From Carolina Partnership for Reform
The opponents of Medicaid reform with managed care are pushing a plan allowing Accountable Care Organizations or ACOs to control Medicaid service delivery. ACOs are large combinations of doctors and hospitals.
But by encouraging healthcare consolidation like ACOs, are we going to snuff out competition and raise costs by creating medical monopolies?
The LA Times reports consolidating physician practices under hospital ownership leads to less competition and higher costs for medical care. They write “Raising fresh questions about healthcare consolidation, a new study shows hospital ownership of physician groups in California led to 10% to 20% higher costs overall. Total spending per patient was 10.3% higher for hospital-owned physician offices compared with doctor-owned organizations, according to the study.
Costs were even higher when large health systems running multiple hospitals owned medical groups.
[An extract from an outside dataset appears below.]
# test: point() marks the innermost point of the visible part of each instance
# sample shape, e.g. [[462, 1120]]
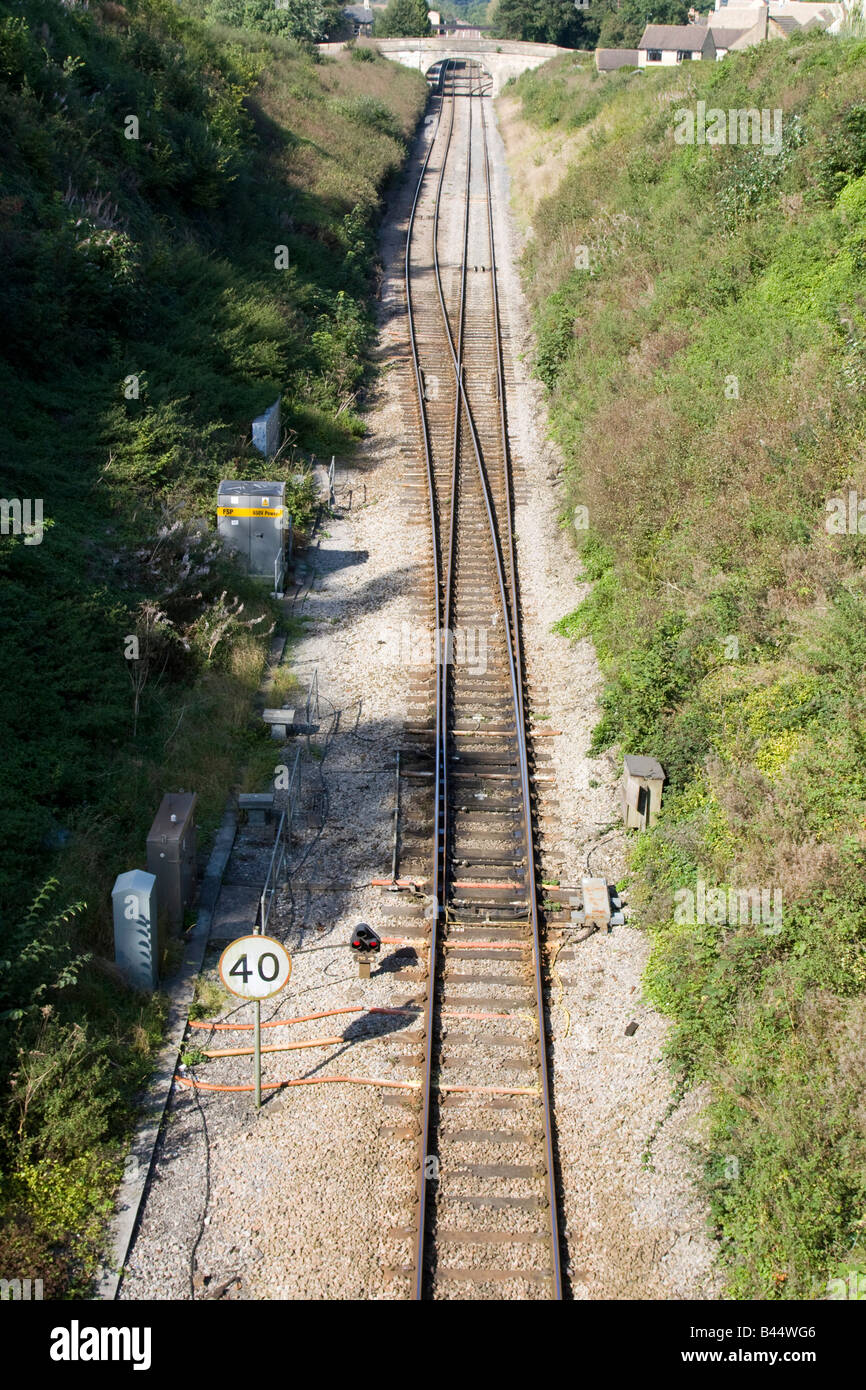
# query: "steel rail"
[[438, 761], [444, 585], [516, 681], [506, 458]]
Their per-patient spending was 19.8% higher compared with independent physician groups.” (LA Times)
A Wall Street Journal piece (4/20) says “Health-care conglomeration aligns with the Affordable Care Act, which created incentives for physicians and hospitals to work together in accountable care organizations.” There were Ninety five hospital mergers last year as ObamaCare makes the big bigger. (WSJ)
North Carolina’s Certificate of Need (CON) law already restricts the ability of new entrants into the medical marketplace from competing with current providers. Do we really want to empower ACOs to further turn healthcare into a price raising cartel? Managed care is the better way to reform Medicaid.